UK Outlook: Labor Market Data Takes Center Stage This week, the Pound Sterling’s trajectory will be heavily influenced by the UK’s employment data for the three months ending in November, set for release on Tuesday. Investors are keenly awaiting this data for new insights into the Bank of England’s (BoE) monetary policy stance. Throughout 2025, concerns about the UK labor market have persisted, with companies hesitant to hire aggressively due to the rising costs of employer social security contributions. Adding to this narrative, a recent survey by the REC and KPMG indicated that while labor demand remained soft in December, wage growth saw an acceleration.

US Outlook: CPI Data to Drive Dollar After Mixed NFP Following Friday’s mixed Nonfarm Payrolls (NFP) report—which showed a sharp drop in the unemployment rate to 4.4% but weaker-than-expected hiring at 50K—the US Dollar’s next major catalyst will be Tuesday’s Consumer Price Index (CPI) data. Investors will scrutinize this inflation report for fresh signals on the Federal Reserve’s interest rate path. In 2025, the Fed implemented three 25 basis point rate cuts to support the labor market, despite inflation remaining persistently above its 2% target. Emphasizing this challenge, Atlanta Fed President Raphael Bostic recently stated that inflation remains “too high” and asserted the Fed’s need to get it “under control.”

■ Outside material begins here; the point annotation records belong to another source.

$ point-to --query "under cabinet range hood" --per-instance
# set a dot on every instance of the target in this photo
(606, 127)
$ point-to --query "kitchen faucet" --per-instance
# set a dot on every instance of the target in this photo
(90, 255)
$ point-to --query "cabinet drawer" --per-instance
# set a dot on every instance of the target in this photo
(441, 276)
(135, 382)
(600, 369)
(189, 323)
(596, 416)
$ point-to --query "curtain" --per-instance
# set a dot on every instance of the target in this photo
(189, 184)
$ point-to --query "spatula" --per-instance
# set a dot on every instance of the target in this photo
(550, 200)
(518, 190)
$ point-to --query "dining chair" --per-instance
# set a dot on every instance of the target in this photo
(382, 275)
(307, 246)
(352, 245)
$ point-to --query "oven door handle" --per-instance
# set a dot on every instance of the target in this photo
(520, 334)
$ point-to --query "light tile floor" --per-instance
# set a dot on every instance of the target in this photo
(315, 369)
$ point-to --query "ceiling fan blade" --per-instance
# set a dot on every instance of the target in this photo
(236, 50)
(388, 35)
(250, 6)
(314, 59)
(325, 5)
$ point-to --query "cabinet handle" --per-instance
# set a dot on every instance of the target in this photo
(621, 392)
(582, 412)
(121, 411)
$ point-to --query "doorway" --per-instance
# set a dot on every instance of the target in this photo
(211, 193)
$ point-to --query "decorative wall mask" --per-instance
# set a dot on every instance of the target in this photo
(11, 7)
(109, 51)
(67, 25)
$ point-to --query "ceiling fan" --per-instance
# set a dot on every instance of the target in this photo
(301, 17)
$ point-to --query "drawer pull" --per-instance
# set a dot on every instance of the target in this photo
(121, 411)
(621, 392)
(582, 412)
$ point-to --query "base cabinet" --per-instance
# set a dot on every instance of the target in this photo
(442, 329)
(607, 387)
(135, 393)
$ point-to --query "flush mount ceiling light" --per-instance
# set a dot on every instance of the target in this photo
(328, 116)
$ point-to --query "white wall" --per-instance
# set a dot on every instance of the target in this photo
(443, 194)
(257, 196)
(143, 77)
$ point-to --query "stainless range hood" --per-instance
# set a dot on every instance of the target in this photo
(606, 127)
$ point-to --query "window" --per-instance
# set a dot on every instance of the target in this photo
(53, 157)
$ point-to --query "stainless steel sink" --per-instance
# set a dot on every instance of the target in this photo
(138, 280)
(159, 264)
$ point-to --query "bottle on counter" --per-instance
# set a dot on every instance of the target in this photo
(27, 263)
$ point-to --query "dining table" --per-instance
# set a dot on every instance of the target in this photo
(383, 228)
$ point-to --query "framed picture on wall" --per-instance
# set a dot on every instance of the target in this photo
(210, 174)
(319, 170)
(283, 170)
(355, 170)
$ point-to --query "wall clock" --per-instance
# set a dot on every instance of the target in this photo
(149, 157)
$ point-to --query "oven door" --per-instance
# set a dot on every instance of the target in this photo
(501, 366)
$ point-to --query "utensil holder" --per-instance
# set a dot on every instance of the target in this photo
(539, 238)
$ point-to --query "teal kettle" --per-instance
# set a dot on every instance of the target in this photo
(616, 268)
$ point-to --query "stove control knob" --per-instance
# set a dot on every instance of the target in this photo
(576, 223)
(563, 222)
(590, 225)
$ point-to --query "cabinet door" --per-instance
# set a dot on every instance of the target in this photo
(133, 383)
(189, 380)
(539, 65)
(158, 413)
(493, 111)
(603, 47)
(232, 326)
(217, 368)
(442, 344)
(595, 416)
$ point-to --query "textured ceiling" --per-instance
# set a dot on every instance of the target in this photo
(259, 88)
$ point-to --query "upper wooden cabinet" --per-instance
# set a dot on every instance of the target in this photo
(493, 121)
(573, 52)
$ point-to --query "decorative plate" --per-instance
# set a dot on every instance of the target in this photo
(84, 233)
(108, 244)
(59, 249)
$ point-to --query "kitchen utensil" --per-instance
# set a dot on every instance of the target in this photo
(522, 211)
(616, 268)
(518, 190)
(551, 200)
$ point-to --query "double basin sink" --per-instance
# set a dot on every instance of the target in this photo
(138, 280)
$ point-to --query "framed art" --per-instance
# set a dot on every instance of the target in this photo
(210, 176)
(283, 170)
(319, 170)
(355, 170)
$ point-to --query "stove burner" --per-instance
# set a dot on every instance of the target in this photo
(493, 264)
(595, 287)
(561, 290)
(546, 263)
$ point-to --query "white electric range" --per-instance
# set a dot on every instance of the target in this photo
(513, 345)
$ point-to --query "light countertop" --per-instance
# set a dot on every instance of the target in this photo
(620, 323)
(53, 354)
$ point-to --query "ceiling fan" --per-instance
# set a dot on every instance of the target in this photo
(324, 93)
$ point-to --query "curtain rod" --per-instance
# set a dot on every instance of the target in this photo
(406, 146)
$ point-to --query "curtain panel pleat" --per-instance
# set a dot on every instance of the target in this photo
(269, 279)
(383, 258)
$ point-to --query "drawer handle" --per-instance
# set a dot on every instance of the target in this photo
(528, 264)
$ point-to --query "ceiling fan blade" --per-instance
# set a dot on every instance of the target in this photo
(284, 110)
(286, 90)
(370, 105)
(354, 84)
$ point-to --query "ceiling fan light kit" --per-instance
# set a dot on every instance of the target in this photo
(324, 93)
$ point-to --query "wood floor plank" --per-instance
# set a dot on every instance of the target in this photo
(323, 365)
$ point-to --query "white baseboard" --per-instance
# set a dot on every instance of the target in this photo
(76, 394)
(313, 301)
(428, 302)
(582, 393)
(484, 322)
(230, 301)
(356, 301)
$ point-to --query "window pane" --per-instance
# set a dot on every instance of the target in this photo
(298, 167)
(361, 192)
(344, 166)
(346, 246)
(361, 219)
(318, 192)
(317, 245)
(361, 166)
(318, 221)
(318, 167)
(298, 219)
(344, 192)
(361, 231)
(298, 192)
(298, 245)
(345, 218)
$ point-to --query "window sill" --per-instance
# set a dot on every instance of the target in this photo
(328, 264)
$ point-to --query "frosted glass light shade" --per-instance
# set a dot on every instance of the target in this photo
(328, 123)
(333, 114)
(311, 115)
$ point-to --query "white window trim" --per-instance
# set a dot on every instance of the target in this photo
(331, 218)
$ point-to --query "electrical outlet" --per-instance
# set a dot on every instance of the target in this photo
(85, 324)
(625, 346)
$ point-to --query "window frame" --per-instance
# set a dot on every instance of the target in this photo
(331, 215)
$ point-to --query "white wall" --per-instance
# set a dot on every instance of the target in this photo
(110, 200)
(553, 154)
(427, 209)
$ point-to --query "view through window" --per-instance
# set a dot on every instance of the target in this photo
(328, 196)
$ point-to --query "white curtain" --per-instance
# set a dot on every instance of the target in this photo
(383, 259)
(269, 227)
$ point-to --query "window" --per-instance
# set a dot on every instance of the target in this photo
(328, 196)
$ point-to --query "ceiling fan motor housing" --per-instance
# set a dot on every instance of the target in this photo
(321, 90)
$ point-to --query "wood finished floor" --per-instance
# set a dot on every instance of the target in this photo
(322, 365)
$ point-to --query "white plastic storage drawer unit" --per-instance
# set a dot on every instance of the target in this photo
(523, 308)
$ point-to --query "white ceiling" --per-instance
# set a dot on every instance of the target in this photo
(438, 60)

GBP/USD finds buyers beneath its 20-day EMA

GBP/USD Technical Outlook: Bulls Eye Key Retracement Level GBP/USD is trading higher around 1.3465, maintaining a bullish posture as it holds above the rising 20-day Exponential Moving Average (EMA) at 1.3438. The 14-day Relative Strength Index (RSI) has turned higher to reach 53, confirming steady upward momentum.

Key Levels to Watch:

  • Immediate Resistance: The 61.8% Fibonacci retracement level (measured from the 1.3794 high to the 1.3014 low) at 1.3496 is the primary hurdle. A decisive break above this point would signal a potential reversal of the broader downtrend and open the door for a move towards the September 17 high of 1.3726.
  • Downside Risk: Failure to clear the 1.3496 resistance would likely keep the pair range-bound. A drift back toward the 50% retracement level at 1.3404 would dampen current momentum and maintain the rebound within a tighter range.